Introduction

Coumarins are a family of secondary metabolites that are widely found in various plants, fungi, and microorganisms. According to their biosynthetic pathways, coumarins are divided into three main groups, i.e., the shikimate acid pathway, cinnamic acid pathway, and phenylalanine metabolic pathway [1]. Coumarins are organic heterocyclic compounds derived from the phenylpropane. The parent nucleus skeleton structure is benzo-α-pyrone, which can be divided into four categories according to the different substituents on the benzene ring. These are known as simple coumarins, furan coumarins, pyran coumarins, and other substituted coumarins [2]. There are a large number of descriptions in existence of the phenylpropanoid biosynthetic pathway for several classes of compounds, such as flavonoids and lignins. Nevertheless, few studies have been conducted on the in-depth prospects of biosynthesis routes required for coumarins [3].

Scopoletin (7-hydroxy-6-methoxy coumarin), is a typical representative of the coumarin family. The substance is derived from the carbon skeleton C6-C3 and contains a flavonoid skeleton core in a 1,2-benzopyrone structure [4], with methoxylation and hydroxylation modifications of the benzene ring. As shown in Fig. 1, it is a phenolic coumarin compound found in Arabidopsis thaliana [5]and other plants [6,7,8,9,10,11,12] with the phenylpropane pathway. Its medicinal value has been of great interest around the world [13]. Scopoletin (SPT) has been reported in vitro pharmacological activity, including anti-bacterial [6], anti-fungal [14, 15], anti-tubercular [7], and anti-hypertensive [16] properties. The proven in vivo pharmacological activity includes anti-inflammatory [17,18,19,20,21], neurological [4, 22,23,24], anti-diabetic [20, 25] and anti-hyperuricemia [26] properties. Fraxetin (7,8-dihydroxy-6-methoxy coumarin) is synthesized from scopoletin by the hydroxylation at the C8 position and is involved in iron metabolism in plants [27, 28]. Fraxetin was also found to exert beneficial effects including anti-inflammatory [29], anti-hyperglycemic [30], antitumor [31, 32], etc. Sideretin (5,7,8-trihydroxy-6-methoxycoumarin) can efficiently mobilize and reduce insoluble Fe3+, and rescue the chlorotic phenotypes of wild-type plants under conditions of deficient iron availability [33].

Fig. 1
figure 1

The plant sources and pharmaceutical values of scopoletin

Currently, coumarins are mainly produced by chemical synthesis, and extraction from plants. With the increasing demand for coumarins, the traditional method of extraction from plants or chemical synthesis is considered unsustainable, due to the high production costs involved. Recently, artificial microbial cell factories seems to be a promising strategy for the large-scale and economically viable production of coumarins. With this aim in mind, this review focuses on the production of scopoletin in microbial cell factories (MCFs) using synthetic biology methods.
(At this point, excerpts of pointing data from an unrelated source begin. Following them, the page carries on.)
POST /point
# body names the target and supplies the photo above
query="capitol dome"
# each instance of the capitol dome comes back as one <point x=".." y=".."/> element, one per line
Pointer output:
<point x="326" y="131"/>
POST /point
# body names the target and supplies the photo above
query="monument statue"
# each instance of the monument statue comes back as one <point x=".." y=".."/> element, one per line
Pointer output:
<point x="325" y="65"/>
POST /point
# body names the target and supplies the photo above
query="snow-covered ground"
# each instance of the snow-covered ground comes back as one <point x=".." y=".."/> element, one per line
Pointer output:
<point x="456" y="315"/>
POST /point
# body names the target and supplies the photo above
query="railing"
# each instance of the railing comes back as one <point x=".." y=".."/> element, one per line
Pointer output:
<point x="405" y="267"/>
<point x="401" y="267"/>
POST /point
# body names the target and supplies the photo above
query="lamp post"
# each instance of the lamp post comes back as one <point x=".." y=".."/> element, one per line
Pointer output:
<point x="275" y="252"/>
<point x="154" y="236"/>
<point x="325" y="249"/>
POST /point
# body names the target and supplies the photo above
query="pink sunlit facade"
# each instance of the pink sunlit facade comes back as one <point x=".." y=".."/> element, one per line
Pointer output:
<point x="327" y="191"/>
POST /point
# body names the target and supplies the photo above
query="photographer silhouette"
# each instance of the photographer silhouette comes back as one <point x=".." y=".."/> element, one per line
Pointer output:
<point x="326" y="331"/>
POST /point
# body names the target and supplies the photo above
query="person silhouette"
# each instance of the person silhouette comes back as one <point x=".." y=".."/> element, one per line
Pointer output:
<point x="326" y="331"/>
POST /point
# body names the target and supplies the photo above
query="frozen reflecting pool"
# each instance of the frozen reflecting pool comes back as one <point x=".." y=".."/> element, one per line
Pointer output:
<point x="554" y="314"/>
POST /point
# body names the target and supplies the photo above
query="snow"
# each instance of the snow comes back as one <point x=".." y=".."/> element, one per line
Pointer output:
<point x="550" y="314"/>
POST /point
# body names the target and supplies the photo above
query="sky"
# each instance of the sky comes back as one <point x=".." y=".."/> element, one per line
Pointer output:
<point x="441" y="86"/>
Biosynthesis pathway of scopoletin

The metabolic pathway for scopoletin biosynthesis involves multiple types of chemical reactions catalyzed by the following catalytic enzymes: tyrosine ammonia lyase (TAL), phenylalanine ammonia lyase (PAL), 4-coumarate CoA ligase (4CL), feruloyl-CoA synthase (FCS), cinnamate-4-hydroxylase (C4H), 4-hydroxyphenylacetic acid 3-hydroxylase A (HHA), coumarate-3-hydroxylase (C3H), feruloyl-CoA 6'-hydroxylase (F6’H), coumaroyl CoA 2'-hydroxylase (C2'H), coumarin synthase (COSY), scopoletin 8-hydroxylase (S8H), caffeoyl-CoA O-methyltransferase (CCoAOMT), and the cytochrome P450 family B2 subfamily C polypeptide 4 enzyme (CYP82C4).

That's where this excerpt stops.